Have you ever wanted to analyze or mutate some C or C++ code? You can do some simple pattern matching with regular expressions, but there’s always some special case or another that will break your logic. To do it right, you need to develop an entire parser, perhaps using a formal grammar and a tool like Yacc. That’s a big job, though, just to change all the floats to doubles.
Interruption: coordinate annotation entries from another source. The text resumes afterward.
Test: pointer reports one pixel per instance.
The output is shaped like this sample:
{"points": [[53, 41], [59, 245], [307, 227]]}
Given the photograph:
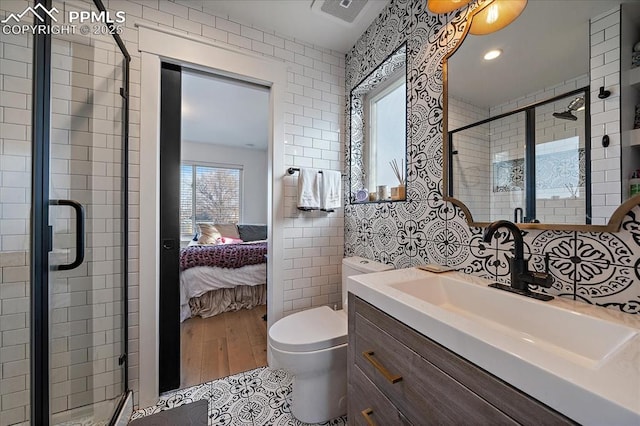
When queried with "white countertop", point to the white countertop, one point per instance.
{"points": [[607, 393]]}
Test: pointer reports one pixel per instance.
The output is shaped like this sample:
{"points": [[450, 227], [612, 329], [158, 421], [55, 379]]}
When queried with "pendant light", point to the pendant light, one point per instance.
{"points": [[496, 15], [445, 6]]}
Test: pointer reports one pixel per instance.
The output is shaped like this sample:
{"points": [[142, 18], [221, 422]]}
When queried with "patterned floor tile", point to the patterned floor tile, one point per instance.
{"points": [[256, 397]]}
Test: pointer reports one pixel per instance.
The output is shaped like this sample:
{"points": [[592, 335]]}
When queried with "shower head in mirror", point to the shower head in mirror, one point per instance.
{"points": [[565, 115], [574, 105]]}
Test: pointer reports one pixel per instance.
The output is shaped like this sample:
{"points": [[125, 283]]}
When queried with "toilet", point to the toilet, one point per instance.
{"points": [[312, 345]]}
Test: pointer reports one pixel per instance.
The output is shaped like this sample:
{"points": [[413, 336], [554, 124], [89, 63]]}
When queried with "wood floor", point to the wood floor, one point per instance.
{"points": [[222, 345]]}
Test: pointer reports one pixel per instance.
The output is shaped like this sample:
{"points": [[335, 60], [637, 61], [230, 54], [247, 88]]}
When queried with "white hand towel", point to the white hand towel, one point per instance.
{"points": [[330, 190], [308, 189]]}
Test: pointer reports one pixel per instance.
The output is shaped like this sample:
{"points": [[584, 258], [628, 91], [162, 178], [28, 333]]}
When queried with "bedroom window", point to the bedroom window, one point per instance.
{"points": [[208, 194]]}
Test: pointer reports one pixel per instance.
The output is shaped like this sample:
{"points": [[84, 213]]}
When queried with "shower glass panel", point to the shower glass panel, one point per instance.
{"points": [[86, 214], [488, 167], [15, 194], [561, 184]]}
[Adrian Sampson] wrote a blog entry to make you go from “mostly uninterested in compilers to excited to use LLVM to do great work.” LLVM – the Low Level Virtual Machine compiler infrastructure — provides tools for a lot of languages, including CLANG for C and C++. [Adrian] points out a few key differences between LLVM and other compilers and tools you might use for a similar purpose:
- LLVM uses a consistent intermediate representation that is human-readable
- It is extremely modular
- It is both highly hackable and an industrial-strength, well-supported compiler
He points out that compiler tools aren’t just for compiling. You can use them to analyze source code, build simulators, and inject code for security or testing, among other things (speaking of security testing, check out the use of LLVM to analyze binaries for security issues in the video after the break). The high hackability of LLVM is due to its modular nature. By default, a front end chews up the C or C++ code into the intermediate representation. Then multiple passes can modify the representation before handing it off for the next pass. The final pass does actual code generation for the target processor.
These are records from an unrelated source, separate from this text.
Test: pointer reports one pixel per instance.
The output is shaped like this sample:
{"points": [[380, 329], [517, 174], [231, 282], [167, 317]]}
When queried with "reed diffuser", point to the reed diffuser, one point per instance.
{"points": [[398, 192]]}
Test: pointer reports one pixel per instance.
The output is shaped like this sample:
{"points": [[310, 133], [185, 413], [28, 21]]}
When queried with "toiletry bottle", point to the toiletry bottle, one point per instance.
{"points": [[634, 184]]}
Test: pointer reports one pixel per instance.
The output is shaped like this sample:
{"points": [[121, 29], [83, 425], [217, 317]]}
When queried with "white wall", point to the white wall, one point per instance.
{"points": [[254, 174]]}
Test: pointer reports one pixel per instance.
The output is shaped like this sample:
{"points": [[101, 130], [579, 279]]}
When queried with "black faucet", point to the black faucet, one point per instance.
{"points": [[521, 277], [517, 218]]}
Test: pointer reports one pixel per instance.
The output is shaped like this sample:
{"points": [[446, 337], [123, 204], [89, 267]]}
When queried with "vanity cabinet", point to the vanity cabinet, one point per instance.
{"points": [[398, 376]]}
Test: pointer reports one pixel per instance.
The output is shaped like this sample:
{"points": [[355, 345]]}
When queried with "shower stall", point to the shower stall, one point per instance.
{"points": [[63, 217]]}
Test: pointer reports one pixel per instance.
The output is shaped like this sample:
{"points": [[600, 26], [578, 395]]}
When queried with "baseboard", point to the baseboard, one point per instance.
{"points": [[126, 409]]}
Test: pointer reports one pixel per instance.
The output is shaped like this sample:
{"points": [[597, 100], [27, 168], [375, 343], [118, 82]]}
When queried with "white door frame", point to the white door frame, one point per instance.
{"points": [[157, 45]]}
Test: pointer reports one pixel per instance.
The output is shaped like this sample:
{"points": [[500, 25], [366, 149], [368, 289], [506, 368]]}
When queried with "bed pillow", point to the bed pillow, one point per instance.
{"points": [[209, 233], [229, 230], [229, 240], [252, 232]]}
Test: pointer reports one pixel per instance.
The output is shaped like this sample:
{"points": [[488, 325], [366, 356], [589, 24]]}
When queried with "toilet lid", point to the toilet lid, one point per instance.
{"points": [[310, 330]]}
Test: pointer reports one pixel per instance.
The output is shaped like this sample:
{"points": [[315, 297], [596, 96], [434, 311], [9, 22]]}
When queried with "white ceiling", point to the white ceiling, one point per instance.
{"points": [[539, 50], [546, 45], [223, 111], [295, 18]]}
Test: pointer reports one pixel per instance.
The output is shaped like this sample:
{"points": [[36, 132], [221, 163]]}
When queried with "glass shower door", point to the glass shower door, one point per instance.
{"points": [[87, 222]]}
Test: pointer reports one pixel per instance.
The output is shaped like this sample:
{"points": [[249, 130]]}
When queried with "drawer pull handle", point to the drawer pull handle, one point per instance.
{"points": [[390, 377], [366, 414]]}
It is fairly easy to add passes, and [Adrian] even provides a template and an example. Naturally, you could use a pass to do some kind of exotic or experimental optimization. But you can also use a pass to analyze or modify code for reasons other than code optimization.
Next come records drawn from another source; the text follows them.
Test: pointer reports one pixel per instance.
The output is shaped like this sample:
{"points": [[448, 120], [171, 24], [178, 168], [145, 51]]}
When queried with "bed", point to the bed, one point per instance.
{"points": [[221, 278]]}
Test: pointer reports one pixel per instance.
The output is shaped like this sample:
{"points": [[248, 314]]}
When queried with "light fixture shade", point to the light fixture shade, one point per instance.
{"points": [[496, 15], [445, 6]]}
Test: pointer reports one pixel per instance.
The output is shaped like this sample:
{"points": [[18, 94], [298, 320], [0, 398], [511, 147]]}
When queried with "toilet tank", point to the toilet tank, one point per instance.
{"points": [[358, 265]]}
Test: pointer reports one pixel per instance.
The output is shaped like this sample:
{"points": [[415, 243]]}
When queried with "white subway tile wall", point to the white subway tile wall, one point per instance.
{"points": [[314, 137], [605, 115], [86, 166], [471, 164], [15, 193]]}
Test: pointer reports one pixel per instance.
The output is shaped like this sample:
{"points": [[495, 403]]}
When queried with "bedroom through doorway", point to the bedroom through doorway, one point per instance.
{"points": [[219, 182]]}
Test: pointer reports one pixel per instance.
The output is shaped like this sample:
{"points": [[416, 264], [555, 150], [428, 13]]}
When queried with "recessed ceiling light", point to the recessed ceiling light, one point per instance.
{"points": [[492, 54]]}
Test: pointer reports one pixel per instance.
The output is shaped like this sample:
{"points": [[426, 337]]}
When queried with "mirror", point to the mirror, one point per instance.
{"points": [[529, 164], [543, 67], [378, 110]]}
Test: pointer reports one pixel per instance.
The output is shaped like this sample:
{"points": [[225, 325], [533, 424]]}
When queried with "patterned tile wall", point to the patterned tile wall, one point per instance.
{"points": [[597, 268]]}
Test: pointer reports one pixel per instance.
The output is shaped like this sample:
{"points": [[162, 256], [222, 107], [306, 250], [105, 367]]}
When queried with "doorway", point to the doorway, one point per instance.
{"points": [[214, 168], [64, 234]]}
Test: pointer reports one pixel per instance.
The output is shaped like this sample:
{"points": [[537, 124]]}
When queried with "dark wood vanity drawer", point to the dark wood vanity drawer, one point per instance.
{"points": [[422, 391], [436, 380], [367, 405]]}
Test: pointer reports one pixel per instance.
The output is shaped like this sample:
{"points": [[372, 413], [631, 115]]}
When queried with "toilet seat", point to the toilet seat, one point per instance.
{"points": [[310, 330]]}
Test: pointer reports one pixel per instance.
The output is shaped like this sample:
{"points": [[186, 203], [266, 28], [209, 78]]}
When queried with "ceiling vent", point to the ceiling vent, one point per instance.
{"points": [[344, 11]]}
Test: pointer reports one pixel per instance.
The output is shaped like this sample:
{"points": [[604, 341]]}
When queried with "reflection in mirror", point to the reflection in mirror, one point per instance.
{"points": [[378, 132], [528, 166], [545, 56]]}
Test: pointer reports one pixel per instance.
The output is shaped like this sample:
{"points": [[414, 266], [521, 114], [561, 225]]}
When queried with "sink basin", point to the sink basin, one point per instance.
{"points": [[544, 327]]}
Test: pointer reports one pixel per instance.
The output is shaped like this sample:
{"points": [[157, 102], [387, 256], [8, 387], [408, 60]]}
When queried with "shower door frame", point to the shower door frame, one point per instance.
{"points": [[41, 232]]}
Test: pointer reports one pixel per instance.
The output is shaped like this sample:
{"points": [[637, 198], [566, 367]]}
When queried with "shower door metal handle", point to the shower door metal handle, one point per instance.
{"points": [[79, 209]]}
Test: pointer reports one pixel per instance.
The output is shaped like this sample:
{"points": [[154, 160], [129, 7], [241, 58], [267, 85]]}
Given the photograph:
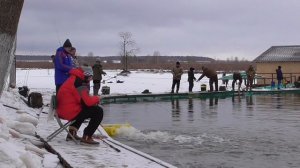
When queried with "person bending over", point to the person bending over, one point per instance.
{"points": [[74, 103], [212, 76], [237, 77]]}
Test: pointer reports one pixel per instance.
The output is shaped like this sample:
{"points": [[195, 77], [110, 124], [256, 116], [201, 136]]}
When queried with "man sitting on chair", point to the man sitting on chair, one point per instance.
{"points": [[75, 103]]}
We recently talked about the difficulties of building infrastructure around a custom CPU. LLVM was mentioned, and [Adrian’s] template and examples would be a big head start in creating a custom C compiler. CLANG can even generate code for the Arduino which, after all, is just C++ code.
I really liked the linked article. It’s gotten me curious, though most of my software work is on Windows applications so I don’t know when I’ll get to playing around with any of it.
llvm for windows: http://llvm.org/docs/GettingStartedVS.html (no personal experience) (uses visual studio!)
LLVM works very fine on Windows, as does clang. It’s Visual Studio Compiler compatibility is getting better by the minute. For relatively small projects, it should work without a hassle. I would first try to build the project with clang to make sure it understands your code. Then you can use the clang API and tool to refactor, mutate or analyze your code.
Have fun!